Plus St Petersburg police are notorious in Russia for their corruption.

But I did go back to the spot through the day in case he was operating again, and also to some camera shops to check that they weren't stupid enough to be selling my hot lens complete with the filter that I'd had on it. Two shops did have the same lens, but I think they were genuinely brand new.

And, just to give you a laugh, here’s the last picture I took through the lens …

Off to Moscow

So obviously now being doubly paranoid about security, I tried to be philosophical about the whole thing... although the lens did cost marginally more than the camera itself, I've already made the cost of it back, it contained no personal information, I hadn't been beaten up or anything, and a wallet or passport being stolen would have been worse.
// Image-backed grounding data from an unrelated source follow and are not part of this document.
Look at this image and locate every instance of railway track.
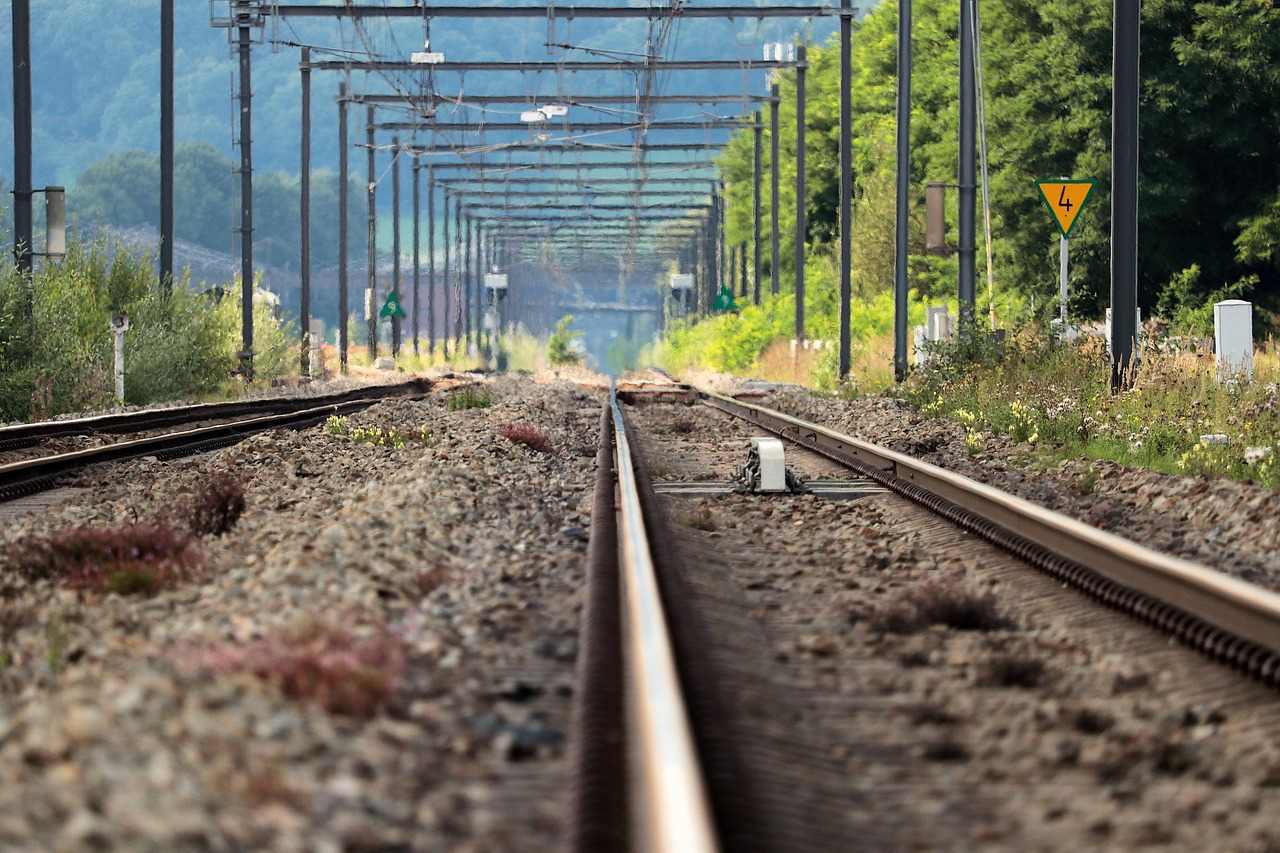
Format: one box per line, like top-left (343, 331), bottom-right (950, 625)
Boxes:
top-left (6, 372), bottom-right (1280, 849)
top-left (0, 379), bottom-right (432, 503)
top-left (573, 378), bottom-right (1280, 851)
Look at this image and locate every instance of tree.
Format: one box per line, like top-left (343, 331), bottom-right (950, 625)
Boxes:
top-left (716, 0), bottom-right (1280, 330)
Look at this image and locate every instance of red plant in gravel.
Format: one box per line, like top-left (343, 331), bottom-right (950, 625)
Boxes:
top-left (188, 471), bottom-right (249, 536)
top-left (186, 620), bottom-right (406, 718)
top-left (7, 523), bottom-right (204, 596)
top-left (496, 422), bottom-right (554, 454)
top-left (869, 574), bottom-right (1015, 634)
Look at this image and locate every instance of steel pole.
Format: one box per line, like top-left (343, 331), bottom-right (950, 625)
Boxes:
top-left (839, 0), bottom-right (853, 379)
top-left (160, 0), bottom-right (174, 294)
top-left (11, 0), bottom-right (31, 276)
top-left (443, 190), bottom-right (452, 358)
top-left (454, 195), bottom-right (463, 354)
top-left (958, 0), bottom-right (977, 336)
top-left (770, 83), bottom-right (781, 297)
top-left (299, 47), bottom-right (312, 375)
top-left (717, 187), bottom-right (726, 298)
top-left (732, 242), bottom-right (742, 298)
top-left (894, 0), bottom-right (912, 381)
top-left (427, 166), bottom-right (437, 356)
top-left (464, 212), bottom-right (473, 352)
top-left (1111, 0), bottom-right (1140, 390)
top-left (412, 160), bottom-right (421, 356)
top-left (337, 83), bottom-right (349, 373)
top-left (366, 106), bottom-right (377, 359)
top-left (391, 135), bottom-right (402, 356)
top-left (752, 111), bottom-right (763, 305)
top-left (794, 44), bottom-right (808, 344)
top-left (237, 12), bottom-right (254, 376)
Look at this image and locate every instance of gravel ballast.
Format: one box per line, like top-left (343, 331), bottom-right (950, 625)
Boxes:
top-left (0, 374), bottom-right (601, 851)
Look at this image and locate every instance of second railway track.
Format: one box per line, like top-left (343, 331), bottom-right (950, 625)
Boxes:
top-left (0, 379), bottom-right (433, 503)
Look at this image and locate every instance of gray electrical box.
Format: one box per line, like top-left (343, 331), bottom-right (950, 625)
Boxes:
top-left (925, 182), bottom-right (947, 255)
top-left (45, 186), bottom-right (66, 257)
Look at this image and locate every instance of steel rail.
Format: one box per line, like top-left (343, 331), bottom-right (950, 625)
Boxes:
top-left (611, 388), bottom-right (719, 853)
top-left (701, 389), bottom-right (1280, 679)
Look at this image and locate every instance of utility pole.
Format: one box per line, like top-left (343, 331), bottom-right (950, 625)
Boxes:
top-left (456, 198), bottom-right (465, 355)
top-left (337, 82), bottom-right (349, 373)
top-left (770, 82), bottom-right (781, 297)
top-left (1111, 0), bottom-right (1140, 390)
top-left (443, 189), bottom-right (452, 359)
top-left (235, 1), bottom-right (255, 378)
top-left (958, 0), bottom-right (977, 336)
top-left (794, 43), bottom-right (808, 345)
top-left (299, 47), bottom-right (311, 375)
top-left (894, 0), bottom-right (912, 381)
top-left (717, 184), bottom-right (726, 300)
top-left (464, 212), bottom-right (473, 353)
top-left (838, 0), bottom-right (853, 379)
top-left (366, 105), bottom-right (377, 359)
top-left (753, 110), bottom-right (763, 305)
top-left (412, 159), bottom-right (421, 357)
top-left (11, 0), bottom-right (32, 277)
top-left (161, 0), bottom-right (174, 295)
top-left (391, 135), bottom-right (401, 356)
top-left (427, 164), bottom-right (437, 357)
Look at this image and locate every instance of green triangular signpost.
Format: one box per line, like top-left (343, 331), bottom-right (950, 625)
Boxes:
top-left (712, 285), bottom-right (738, 313)
top-left (379, 291), bottom-right (407, 319)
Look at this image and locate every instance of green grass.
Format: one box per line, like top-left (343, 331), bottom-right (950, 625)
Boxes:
top-left (446, 386), bottom-right (492, 411)
top-left (325, 414), bottom-right (434, 448)
top-left (0, 234), bottom-right (296, 420)
top-left (902, 330), bottom-right (1280, 488)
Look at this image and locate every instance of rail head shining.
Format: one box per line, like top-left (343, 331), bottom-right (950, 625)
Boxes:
top-left (702, 389), bottom-right (1280, 657)
top-left (611, 390), bottom-right (719, 853)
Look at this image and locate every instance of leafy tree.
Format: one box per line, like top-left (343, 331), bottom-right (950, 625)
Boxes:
top-left (716, 0), bottom-right (1280, 340)
top-left (547, 315), bottom-right (584, 366)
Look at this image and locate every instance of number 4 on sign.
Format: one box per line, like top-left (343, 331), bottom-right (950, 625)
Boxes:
top-left (1035, 180), bottom-right (1096, 239)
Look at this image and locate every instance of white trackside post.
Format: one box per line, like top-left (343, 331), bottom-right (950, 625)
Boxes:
top-left (110, 313), bottom-right (129, 402)
top-left (1059, 236), bottom-right (1068, 325)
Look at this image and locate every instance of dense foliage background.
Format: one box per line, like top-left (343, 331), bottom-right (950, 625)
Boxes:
top-left (0, 237), bottom-right (294, 421)
top-left (714, 0), bottom-right (1280, 353)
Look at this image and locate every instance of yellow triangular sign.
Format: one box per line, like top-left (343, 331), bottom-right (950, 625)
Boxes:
top-left (1036, 180), bottom-right (1096, 239)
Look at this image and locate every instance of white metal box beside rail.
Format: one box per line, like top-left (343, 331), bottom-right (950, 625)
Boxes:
top-left (749, 437), bottom-right (788, 493)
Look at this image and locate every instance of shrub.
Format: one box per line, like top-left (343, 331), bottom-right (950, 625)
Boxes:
top-left (188, 471), bottom-right (249, 536)
top-left (7, 523), bottom-right (203, 596)
top-left (184, 619), bottom-right (406, 718)
top-left (0, 235), bottom-right (297, 420)
top-left (496, 422), bottom-right (554, 454)
top-left (869, 576), bottom-right (1015, 634)
top-left (547, 315), bottom-right (584, 366)
top-left (447, 386), bottom-right (492, 411)
top-left (978, 655), bottom-right (1050, 688)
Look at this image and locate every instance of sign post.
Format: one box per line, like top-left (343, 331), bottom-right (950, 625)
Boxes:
top-left (110, 313), bottom-right (129, 403)
top-left (379, 291), bottom-right (407, 321)
top-left (1035, 180), bottom-right (1095, 325)
top-left (379, 292), bottom-right (407, 358)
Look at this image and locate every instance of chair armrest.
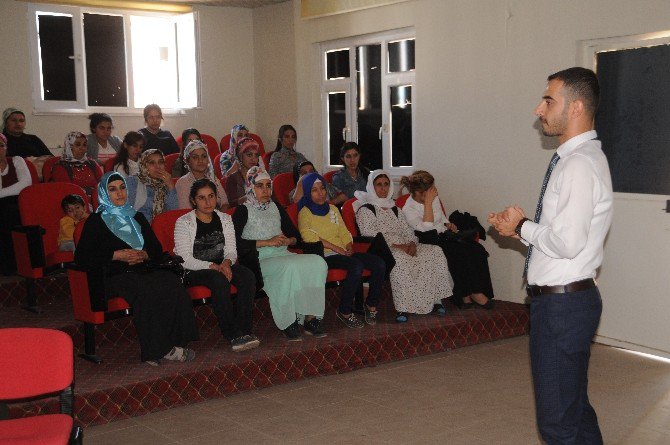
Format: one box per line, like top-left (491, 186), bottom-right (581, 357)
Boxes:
top-left (11, 225), bottom-right (46, 274)
top-left (66, 263), bottom-right (108, 313)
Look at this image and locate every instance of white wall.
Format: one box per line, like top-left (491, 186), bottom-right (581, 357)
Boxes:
top-left (0, 2), bottom-right (255, 149)
top-left (249, 0), bottom-right (670, 353)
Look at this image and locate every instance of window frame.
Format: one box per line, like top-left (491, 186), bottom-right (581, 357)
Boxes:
top-left (320, 28), bottom-right (416, 177)
top-left (27, 3), bottom-right (201, 115)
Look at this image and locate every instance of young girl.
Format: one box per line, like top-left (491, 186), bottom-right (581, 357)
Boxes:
top-left (112, 132), bottom-right (144, 177)
top-left (331, 142), bottom-right (370, 199)
top-left (268, 125), bottom-right (308, 178)
top-left (298, 172), bottom-right (385, 327)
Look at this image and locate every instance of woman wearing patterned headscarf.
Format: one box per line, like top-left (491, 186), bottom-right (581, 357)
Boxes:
top-left (355, 170), bottom-right (453, 322)
top-left (49, 131), bottom-right (103, 197)
top-left (218, 124), bottom-right (249, 177)
top-left (224, 136), bottom-right (264, 207)
top-left (75, 172), bottom-right (198, 366)
top-left (1, 107), bottom-right (51, 158)
top-left (175, 140), bottom-right (228, 210)
top-left (232, 166), bottom-right (328, 341)
top-left (297, 172), bottom-right (386, 328)
top-left (125, 149), bottom-right (178, 223)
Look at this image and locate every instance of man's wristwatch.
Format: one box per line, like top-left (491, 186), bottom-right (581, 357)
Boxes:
top-left (515, 217), bottom-right (530, 237)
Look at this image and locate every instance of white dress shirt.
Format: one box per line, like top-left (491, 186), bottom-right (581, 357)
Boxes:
top-left (401, 196), bottom-right (448, 233)
top-left (521, 130), bottom-right (613, 286)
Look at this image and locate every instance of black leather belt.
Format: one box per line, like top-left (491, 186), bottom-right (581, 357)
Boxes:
top-left (526, 278), bottom-right (596, 297)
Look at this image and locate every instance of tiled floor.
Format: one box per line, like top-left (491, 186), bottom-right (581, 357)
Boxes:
top-left (84, 336), bottom-right (670, 444)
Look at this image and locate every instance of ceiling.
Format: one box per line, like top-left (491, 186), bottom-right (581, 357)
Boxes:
top-left (144, 0), bottom-right (289, 7)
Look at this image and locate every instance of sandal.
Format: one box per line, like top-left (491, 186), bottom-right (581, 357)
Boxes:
top-left (163, 346), bottom-right (196, 362)
top-left (396, 312), bottom-right (408, 323)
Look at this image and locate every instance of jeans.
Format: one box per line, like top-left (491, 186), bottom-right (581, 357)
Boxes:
top-left (186, 265), bottom-right (256, 340)
top-left (530, 287), bottom-right (603, 445)
top-left (324, 252), bottom-right (385, 315)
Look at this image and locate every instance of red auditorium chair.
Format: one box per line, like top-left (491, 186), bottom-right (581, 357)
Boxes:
top-left (41, 156), bottom-right (60, 182)
top-left (103, 157), bottom-right (116, 172)
top-left (0, 328), bottom-right (83, 444)
top-left (262, 151), bottom-right (273, 171)
top-left (272, 172), bottom-right (295, 208)
top-left (23, 158), bottom-right (40, 184)
top-left (340, 198), bottom-right (374, 253)
top-left (176, 133), bottom-right (220, 162)
top-left (11, 183), bottom-right (89, 312)
top-left (220, 133), bottom-right (265, 155)
top-left (213, 153), bottom-right (223, 178)
top-left (322, 170), bottom-right (337, 184)
top-left (163, 153), bottom-right (179, 175)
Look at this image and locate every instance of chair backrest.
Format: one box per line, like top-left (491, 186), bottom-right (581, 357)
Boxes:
top-left (163, 153), bottom-right (180, 175)
top-left (220, 132), bottom-right (265, 156)
top-left (272, 172), bottom-right (296, 208)
top-left (103, 157), bottom-right (116, 172)
top-left (395, 193), bottom-right (410, 208)
top-left (286, 202), bottom-right (299, 228)
top-left (262, 151), bottom-right (273, 171)
top-left (41, 156), bottom-right (61, 182)
top-left (18, 183), bottom-right (89, 256)
top-left (90, 186), bottom-right (99, 211)
top-left (21, 157), bottom-right (40, 184)
top-left (151, 208), bottom-right (191, 253)
top-left (0, 328), bottom-right (73, 400)
top-left (200, 134), bottom-right (220, 161)
top-left (213, 153), bottom-right (223, 179)
top-left (322, 170), bottom-right (337, 184)
top-left (341, 198), bottom-right (360, 238)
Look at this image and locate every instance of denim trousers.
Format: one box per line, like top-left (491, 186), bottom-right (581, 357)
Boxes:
top-left (530, 287), bottom-right (603, 445)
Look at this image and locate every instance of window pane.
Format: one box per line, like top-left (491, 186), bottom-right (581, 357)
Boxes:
top-left (175, 13), bottom-right (198, 107)
top-left (37, 14), bottom-right (76, 101)
top-left (390, 85), bottom-right (412, 167)
top-left (356, 44), bottom-right (382, 171)
top-left (388, 39), bottom-right (415, 73)
top-left (84, 13), bottom-right (127, 107)
top-left (130, 15), bottom-right (177, 107)
top-left (326, 49), bottom-right (350, 79)
top-left (328, 92), bottom-right (347, 165)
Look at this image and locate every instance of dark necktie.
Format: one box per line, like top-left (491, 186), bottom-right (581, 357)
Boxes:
top-left (524, 152), bottom-right (560, 277)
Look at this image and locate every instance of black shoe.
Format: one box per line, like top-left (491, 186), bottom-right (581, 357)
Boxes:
top-left (364, 307), bottom-right (378, 325)
top-left (283, 321), bottom-right (303, 341)
top-left (431, 304), bottom-right (447, 316)
top-left (304, 318), bottom-right (327, 338)
top-left (336, 310), bottom-right (365, 328)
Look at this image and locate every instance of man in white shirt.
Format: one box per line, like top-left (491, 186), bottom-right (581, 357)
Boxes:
top-left (489, 67), bottom-right (612, 445)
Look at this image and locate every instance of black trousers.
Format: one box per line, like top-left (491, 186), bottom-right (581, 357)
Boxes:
top-left (185, 265), bottom-right (255, 340)
top-left (108, 270), bottom-right (199, 362)
top-left (0, 195), bottom-right (19, 275)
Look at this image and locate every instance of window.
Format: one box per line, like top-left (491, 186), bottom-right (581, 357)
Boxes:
top-left (28, 4), bottom-right (199, 113)
top-left (321, 30), bottom-right (415, 174)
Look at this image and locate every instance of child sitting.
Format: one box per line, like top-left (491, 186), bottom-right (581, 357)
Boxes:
top-left (58, 194), bottom-right (89, 251)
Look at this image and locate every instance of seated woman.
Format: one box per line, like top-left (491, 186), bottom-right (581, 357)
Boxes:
top-left (268, 124), bottom-right (308, 178)
top-left (176, 140), bottom-right (228, 211)
top-left (49, 131), bottom-right (103, 197)
top-left (86, 113), bottom-right (122, 165)
top-left (1, 108), bottom-right (51, 158)
top-left (224, 137), bottom-right (263, 207)
top-left (331, 142), bottom-right (370, 200)
top-left (232, 167), bottom-right (328, 341)
top-left (138, 104), bottom-right (179, 155)
top-left (75, 172), bottom-right (198, 366)
top-left (126, 149), bottom-right (178, 223)
top-left (355, 170), bottom-right (453, 322)
top-left (174, 178), bottom-right (259, 352)
top-left (400, 170), bottom-right (494, 309)
top-left (297, 172), bottom-right (385, 328)
top-left (289, 161), bottom-right (345, 206)
top-left (172, 128), bottom-right (201, 178)
top-left (0, 133), bottom-right (32, 275)
top-left (219, 124), bottom-right (251, 177)
top-left (112, 131), bottom-right (144, 177)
Everyone I spoke to about it agreed that there was no point in wasting time with the police about it, so I resolved to try to put it down to experience and enjoy the rest of my day in St P. And Jess kindly came to see me off, giving me more excellent trans-sib advice (she had just finished two weeks on the trains), including the not easy task of finding your berth. I showed my ticket and passport to the provodnista (carriage attendant), who retained her distinctly unimpressed attitude throughout the journey.

But I landed on my feet, in an entirely Russian populated carriage, I was sharing with a great young couple who had recently returned to Russia from postgraduate study in Ohio, and were desperate to speak as much English as possible. The other, older Russian lady in the swelteringly hot compartment spoke no English at all, but was perfectly pleasant as we tucked into little snack boxes that we were given, and slowly chuntered into the dark countryside.

Tags: Scams & Robberies



George was admirably stoic about his lens. I see he left out the part where we shamefully grabbed a sandwich at Subway!

  Jessamyn Sep 30, 2007 9:35 AM


I know who did it! I know who did it! It was the shifty looking bearded guy in the green hoody! How do I claim my reward?

  Will Oct 1, 2007 7:59 AM


I thought getting a Scubway in Russia was a definite cultural experience!

Will - that dodgy character had just stolen two Faberge eggs in there I think!

  george Oct 5, 2007 11:36 PM


George - that totally sucks about your lens. Glad to hear you've got the D300 now - hope your enjoying it!

I'm enjoying seeing your pics coming in - excellent as usual. I am so envious!

Good luck & bon voyage!

  Warwick Mar 11, 2008 10:14 PM


The same guy, working with two others attacked our group with one mobile phone as a result. Later he bumped into me when we were alone and as I recognized him I pushed him away, but too late, another one had lifted my camera from its bag. The loss of the camera (FUJI 9600) is a nuisance, but the loss of 200 fine pictures still irritates me. By the way, our Russian guide brought us to the nearby policestation, where a nice policeman made an impressivelooking paper for my insurance claim. This took less than 30 minutes and the policemen looked sober!